- Born: 25 May 1952 (age 72) London, England
- Occupation(s): Photojournalist, film director, educator, writer, fine artist
- Spouse: Ruby Handler Jacobs
- Children: Daughter Georgiana Rose Jacobs
- Awards: International Family Film Festival - winner: Director's Gold Award.
- Website: http://www.mjphoto.com

= Michael J. Jacobs =

English photojournalist and director

Michael J. Jacobs (born 25 May 1952 in London, England) is an English photojournalist turned feature film director and motion picture studio owner.

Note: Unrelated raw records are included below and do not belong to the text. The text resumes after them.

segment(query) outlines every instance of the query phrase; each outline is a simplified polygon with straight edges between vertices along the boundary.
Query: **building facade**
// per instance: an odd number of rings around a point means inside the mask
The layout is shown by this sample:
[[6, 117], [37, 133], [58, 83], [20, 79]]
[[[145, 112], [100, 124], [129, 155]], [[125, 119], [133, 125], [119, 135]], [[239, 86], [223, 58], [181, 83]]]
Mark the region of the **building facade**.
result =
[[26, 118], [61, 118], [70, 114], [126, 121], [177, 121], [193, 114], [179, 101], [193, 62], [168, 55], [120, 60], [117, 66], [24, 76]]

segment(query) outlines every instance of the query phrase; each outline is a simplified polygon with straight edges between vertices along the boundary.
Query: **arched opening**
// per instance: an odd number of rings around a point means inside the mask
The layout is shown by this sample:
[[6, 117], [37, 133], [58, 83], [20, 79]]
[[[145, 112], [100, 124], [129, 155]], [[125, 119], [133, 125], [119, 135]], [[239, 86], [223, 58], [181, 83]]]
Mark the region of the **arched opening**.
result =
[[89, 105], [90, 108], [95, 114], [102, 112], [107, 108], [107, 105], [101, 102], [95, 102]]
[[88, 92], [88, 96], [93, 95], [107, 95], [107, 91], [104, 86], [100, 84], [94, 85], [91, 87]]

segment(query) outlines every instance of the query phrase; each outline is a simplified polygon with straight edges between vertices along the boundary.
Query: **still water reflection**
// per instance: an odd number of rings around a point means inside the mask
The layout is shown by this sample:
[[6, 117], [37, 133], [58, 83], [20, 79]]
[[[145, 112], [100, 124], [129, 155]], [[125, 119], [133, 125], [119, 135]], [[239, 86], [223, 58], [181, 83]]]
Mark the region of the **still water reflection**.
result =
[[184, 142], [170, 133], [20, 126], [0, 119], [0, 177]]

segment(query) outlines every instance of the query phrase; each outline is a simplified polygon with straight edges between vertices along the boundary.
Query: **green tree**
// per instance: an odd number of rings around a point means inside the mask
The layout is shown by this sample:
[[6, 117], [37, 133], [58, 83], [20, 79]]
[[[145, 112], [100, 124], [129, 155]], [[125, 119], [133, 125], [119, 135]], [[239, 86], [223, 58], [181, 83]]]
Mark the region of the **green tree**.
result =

Michael Jacobs has over four decades of professional experience as a photojournalist. Assignments have taken him to nearly 70 countries, in every continent. During the Vietnam War, Michael spent two years as a photojournalist and aircrewman in the U.S. Navy's elite Combat Camera Group. He later documented the opening of the new South Pole Station. With over thirty years photographing the entertainment industry, he has worked on more than 200 film, television, video and music productions. His photographic collection contains nearly two million images. Of these, more than 10,000 images and 500 articles have been published.

In 2004, along with his wife Ruby Handler Jacobs, they relocated to Albuquerque, New Mexico to assist in growing the fledgling film business. In 2005, he made his debut at the helm of award-winning Crab Orchard (now titled Sheeba) starring Edward Asner, Judge Reinhold and Ruby Handler Jacobs.